Burgrave Friedrich III. von Nürnberg acquired the castle including the places belonging to it from the Landgraves von Leuchtenberg in 1281 . The former tower was part of the margravial signaling system, regulated e.g. B. in the maintenance order of 1498 . During the Second Margrave War under Margrave Albrecht Alcibiades , the castle and Schlechtenkulm Castle on the Kleiner Kulm were destroyed in 1554. Before the destruction, both castles were besieged for about a year by troops from the imperial city of Nuremberg, Bamberg, Würzburg and Bavaria under the leadership of the electoral district judge Hans Umseher von Waldeck, and the residents were starved to death. The fortress commander von Heydenab handed over the fortress at Rauhen Kulm on June 28, 1554. Then it was blown up with screws, the triple walls were razed and destroyed. For the reinforcement of the city walls of the city of Neustadt, stones from the medieval walls of both castles were later used.

Only traces of the terrain are visible from the Rauhenkulm castle stable. Remains of the surrounding wall and the location of the tower in the immediate vicinity of today's observation tower can be seen.
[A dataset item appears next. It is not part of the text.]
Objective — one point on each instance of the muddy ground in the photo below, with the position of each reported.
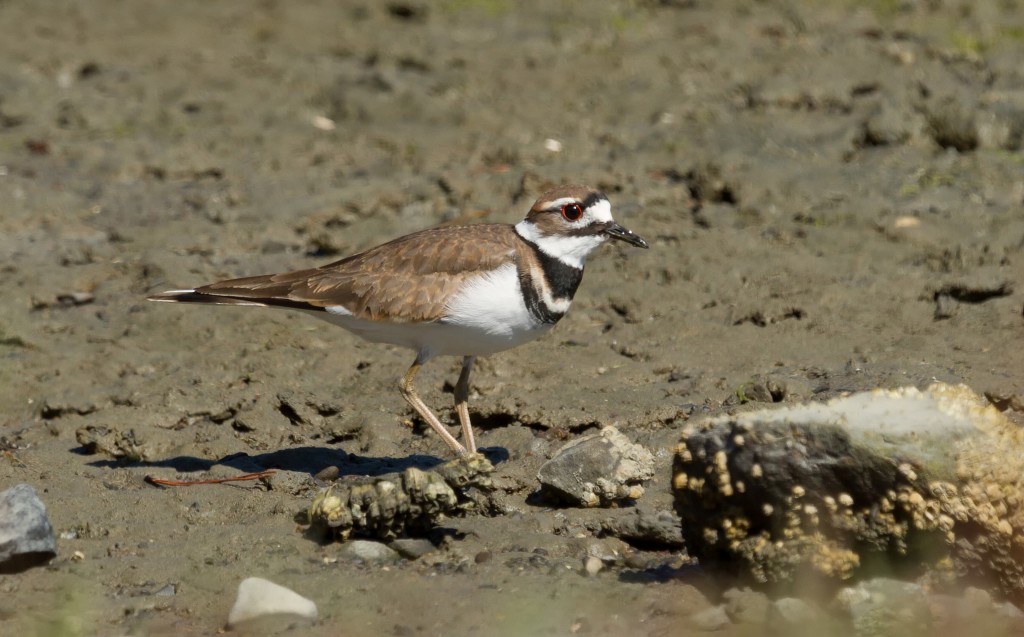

The cartographer Johann Christoph Stierlein made the first very precise topographical map of the mountain with the ruins.

See also

The

literature

  • Hans Vollet, Kathrin Heckel: The ruins drawings of the Plassenburg cartographer Johann Christoph Stierlein. The drawings from the collections of the Bavarian State Library in Munich. (Catalog for the exhibition of the Obermain Landscape Museum on the Plassenburg ob Kulmbach from March 25 to April 24, 1987), Kulmbach 1987.

Web links

Commons : Burgstall Rauhenkulm  - Collection of images, videos and audio files

Individual evidence

  1. ^ Rauher Kulm: Exciting hunt for the evidence. North Bavarian Courier from August 5, 2010.
  2. Archaeologists conquer the castle. Onetz, August 30, 2010, accessed September 25, 2010.
  3. When broken pieces bring joy. Onetz, August 23, 2010, accessed September 20, 2010.
  4. ^ Johann Nicolaus Apel : The rough Kulm and its surroundings together with a history and topography of Neustadt an den Kulmen in the Main district. Bayreuth 1811.